# Can you butcher without scalding



## Judith (Jan 10, 2003)

I have 25 chickens to process. it's minus 10 sooooo the scald water would not stay hot enough. If I butcher one at a time so the body is still hot will I be able to pluck? I have always scalded so this would be new and I imagine not easy. Any thoughts


----------



## olivehill (Aug 17, 2009)

Yes, you can. It will be tougher to pluck, but it can still be done. And it's not _that_ hard. Nothing like a goose. Now _those_ are fun to pluck dry. Heh.


----------



## RWDitto (Jan 23, 2009)

It is not impossible, but plucking will be very hard. Surely your not going to stand outside processing chickens at -10. A turkey fryer can keep 150 degree water in a enclosed room, out of the wind. Or you could skin them, which is a sin, but may be your best option.


----------



## chickenista (Mar 24, 2007)

If you are going to dry pluck, then you need to alter the killing method.

The broomstick method will help the skin to release the feathers and make dry plucking a breeze. We do cut off the wings if we are dry plucking just because those nasty flight feathers never want to come out.

The broomstick method is where you place the bird's head on the ground, place a stick across the throat, place a foot on each side of the stick and pull up to snap the neck.
Then hang the bird (you will have tied the feet before neck snapping) and cut through the throat to bleed out.
The begin to pluck. The feathers 'zip' right out easily.


----------



## BarredBuff (Dec 16, 2010)

I prefer to skin them. Its much easier and less time consuming......


----------



## mammabooh (Sep 1, 2004)

We prefer skinning also. Hubby doesn't like to eat big ****** of meat, so I pressure can the meat and then take it off the bone when I'm ready to put it into a casserole or enchiladas.


----------



## J.T.M. (Mar 2, 2008)

- 10 .....:shocked:

If it were me Id send my wife off to the big city with a long time consuming list of stuff I probley did'nt really need ....and then,well you know...


----------



## Judith (Jan 10, 2003)

shoot guys -10 isnt even cold here in Canada LOL. Thanks for the advise  Sounds like it is doable although a pain in the bottom. As always thank you so much for you words of wisdom


----------



## Pony (Jan 6, 2003)

I did not know that broomsticking would help the feathers release more readily. How 'bout that? Cool.


----------



## J.T.M. (Mar 2, 2008)

Judith said:


> shoot guys -10 isnt even cold here in Canada LOL. Thanks for the advise  Sounds like it is doable although a pain in the bottom. As always thank you so much for you words of wisdom


- 10 = spring thaw ..........

How long is your growing season for pastures???


----------



## stormwalker (Oct 27, 2004)

It's very doable, just a little more time consuming.
I just read somewhere that pithing will help loosen the feathers.
We'll try that next week.
I'm not going to try the broomstick method because I like to dispatch with the least fear and pain that I can manage.


----------



## Judith (Jan 10, 2003)

JTM, our growing season is 90 days frost free. We often have more safe days than that but I am the only person you will ever meet that can not grow a good crop of zucchini due to our quick freezes in September


----------



## chickenista (Mar 24, 2007)

stormwalker said:


> It's very doable, just a little more time consuming.
> I just read somewhere that pithing will help loosen the feathers.
> We'll try that next week.
> I'm not going to try the broomstick method because I like to dispatch with the least fear and pain that I can manage.

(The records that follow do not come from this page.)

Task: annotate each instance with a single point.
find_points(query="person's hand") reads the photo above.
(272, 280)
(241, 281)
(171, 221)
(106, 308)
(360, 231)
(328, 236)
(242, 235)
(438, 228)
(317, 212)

The broomsticking is not bad at all.
That is one of the reasons I do it.
I hold them upside down and stroke them for a few minutes first to calm them down considerably.
And while they are still all mellow I snap the neck real quick.

We tried the cone and found the birds to be much more agitated etc..


----------



## Pony (Jan 6, 2003)

chickenista said:


> The broomsticking is not bad at all.
> That is one of the reasons I do it.
> I hold them upside down and stroke them for a few minutes first to calm them down considerably.
> And while they are still all mellow I snap the neck real quick.
> ...


After reading this thread, I decided to try broomsticking again (we usually decapitate). 

I found it worked much better than the chopping block, but the feathers did not pull out any easier.


----------



## tinknal (May 21, 2004)

I would fire the scalding pot outside. Get some bricks to set up a fireplace, put the pot on top, and fire it with some good dry wood. Kill and scald the birds, and bring in the house to pluck at your leisure.


----------



## KEW_Farms (Nov 25, 2011)

Have you tried waxing them? See link below:

http://www.bdoutdoors.com/forums/hunting/33480-how-wax-ducks.html


----------



## 6e (Sep 10, 2005)

How strong do you have to be to use the broomstick method? I'm not all that strong and need to do a couple of ducks. Does it work well on ducks? I hate trying to decapitate due to a little incident some years ago when I was young. Now I can't hardly stand doing it, but will if I can't find another way. Seems easier just to shoot em. LOL


----------



## Pony (Jan 6, 2003)

Broomsticking takes very little strength, just the ability to pull up. I don't have much upper body strength, but I invariably wind up pulling the bird's head off (chickens and ducks).


----------



## Lada (Jun 7, 2008)

I broomsticked a few yesterday and had my first experience with the head popping all the way off. I wasn't expecting it and screamed like a little girl.:teehee: It really doesn't take much strength, the important thing is to male sure your feet are planted firmly.


----------



## chickenista (Mar 24, 2007)

I have learned a nifty trick.
I learned it while researching better ways to pluck a duck. Oh gawd.. duck plucking is annoying. Their armpits are unbelieveably 'hairy'.

Anyhoo..
When scalding...
If you take an old towel (the hint said newspaper, but I use an old towel) and wrap the bird a'la a spa treatment and let it sit for a few minutes the feathers do come out even easier.
We did it on ducks and then we did it on the turkeys we butchered last week. Big difference. I even left the towel on the wing tips while we plucked the breast to make the wings even easier to pluck.

Yep.. love the spa treatment for fowl.


----------



## GrannyCarol (Mar 23, 2005)

Did you do the towel after scalding or instead of scalding?


----------



## Sanza (Sep 8, 2008)

I use my propane bbq for keeping the water hot because it's portable. 
This fall when I butchered chickens I moved everything into the quonset to get out of the wind and it sure was nice to be able to move the scald water that easily too.
So try a bit from everyone....grab a stack of towels, and a bbq or turkey fryer. Once you scald the chicken wrap it up in a towel and go into somewhere warm to pluck and evicerate. I've plucked many times in my porch to get away from the wasps.


----------



## J.T.M. (Mar 2, 2008)

chickenista said:


> I have learned a nifty trick.
> I learned it while researching better ways to pluck a duck. Oh gawd.. duck plucking is annoying. Their armpits are unbelieveably 'hairy'.
> 
> Anyhoo..
> ...


Interesting ...........Can you give more info. or provide a link please.


----------